This year, the festival hosted readings of two new full-length works: Yuchewahkenh by Vickie Ramirez (Tuscarora) and Uktena’s Shedding by Truman Pipestem (Eastern Band Cherokee/Osage/Otoe-Missouria). Truman Pipestem (Yale ’24) was the winner of this year’s Yale Young Native Playwrights Contest. An award ceremony was also held for the recipients of this year’s 3rd Annual Misty Upham Award for Young Native Actors, and the 8th Annual Young Native Playwrights Contest.
On May 3rd, the reading of Uktena’s Shedding by Truman Pipestem was directed by YIPAP Executive Director Madeline Sayet (Mohegan), and featured performances by student actors: Nolan Arkansas (Eastern Band Cherokee), Mara Guiterrez (Diné), Kyra Kaya (Kanaka Maoli), Madeleine Hutchins (Mohegan), and professional guest artists: Allison Hicks (Prairie Band Potawatomi/ Choctaw), Matt Cross (Kiowa), Dawn Jamieson (Cayuga), and Joe Cross (Caddo).
On May 4th, the reading of Yuchewahkenh by Vickie Ramirez was directed by Daniel Leeman Smith (Choctaw), with performances by student actor Oscar Turner (Snuneymuxw/Hupacasath) and professional guest actors: Tanis Parenteau (Métis), Sophia Madrigal (Cahuilla Band), Dawn Jamieson (Cayuga), Matt Cross (Kiowa), Dylan Carusona (Oneida), and Raphael Massie.
Both readings were stage managed by Jennifer Bobiwash (Mississauga First Nation).
At the YIPAP Awards ceremony, Tanis Parenteau presented the Misty Upham Award for Young Native Actors to Sophia Madrigal, and the Special Youth Prize to Fiyero Barehand (Gila River/Navajo). Vickie Ramirez presented the Young Native Playwrights Award to Truman Pipestem.

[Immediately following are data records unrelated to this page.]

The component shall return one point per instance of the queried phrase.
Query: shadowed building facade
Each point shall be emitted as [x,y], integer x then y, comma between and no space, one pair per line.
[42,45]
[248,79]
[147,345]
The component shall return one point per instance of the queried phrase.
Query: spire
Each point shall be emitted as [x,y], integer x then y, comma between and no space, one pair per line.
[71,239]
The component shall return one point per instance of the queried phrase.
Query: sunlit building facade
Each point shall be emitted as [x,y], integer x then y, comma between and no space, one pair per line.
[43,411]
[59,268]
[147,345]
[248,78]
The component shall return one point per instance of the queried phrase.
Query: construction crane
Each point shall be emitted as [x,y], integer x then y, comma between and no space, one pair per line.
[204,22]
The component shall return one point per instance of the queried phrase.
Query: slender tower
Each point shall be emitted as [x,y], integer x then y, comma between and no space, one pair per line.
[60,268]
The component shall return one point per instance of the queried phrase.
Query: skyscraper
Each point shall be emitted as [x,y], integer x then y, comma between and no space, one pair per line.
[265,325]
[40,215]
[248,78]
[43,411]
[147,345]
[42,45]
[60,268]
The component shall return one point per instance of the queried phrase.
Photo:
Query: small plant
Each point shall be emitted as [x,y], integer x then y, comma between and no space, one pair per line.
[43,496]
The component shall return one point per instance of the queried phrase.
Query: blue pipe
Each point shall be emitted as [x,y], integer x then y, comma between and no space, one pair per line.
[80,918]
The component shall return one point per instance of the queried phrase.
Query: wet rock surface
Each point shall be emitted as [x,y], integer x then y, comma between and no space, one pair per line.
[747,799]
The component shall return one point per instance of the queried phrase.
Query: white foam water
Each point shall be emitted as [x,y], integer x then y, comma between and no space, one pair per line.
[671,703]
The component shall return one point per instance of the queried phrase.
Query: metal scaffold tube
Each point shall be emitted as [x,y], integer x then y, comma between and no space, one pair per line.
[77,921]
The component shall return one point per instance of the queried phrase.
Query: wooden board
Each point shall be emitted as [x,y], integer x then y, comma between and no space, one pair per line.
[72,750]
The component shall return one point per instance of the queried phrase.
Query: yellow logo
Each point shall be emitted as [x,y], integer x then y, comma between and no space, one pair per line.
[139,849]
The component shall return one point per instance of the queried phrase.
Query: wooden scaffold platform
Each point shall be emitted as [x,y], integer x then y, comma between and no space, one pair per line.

“It was incredible to finally be back together on Yale campus for this festival after two years of virtual events,” commented YIPAP Executive Director Madeline Sayet. “Guest artists kept saying how happy they were to be able to be back on campus with us again, and we were so honored to have them be a part of these new projects. There were so many talented Native Yale students engaged as artists this year, which means great possibilities for future festivals. Audiences left invigorated and inspired by these new plays that brought distinctly different genres, cultures, and perspectives into conversation with the community.”
We will begin accepting submissions for the 2024 Yale Young Native Playwrights Contest and Acting Awards this Fall.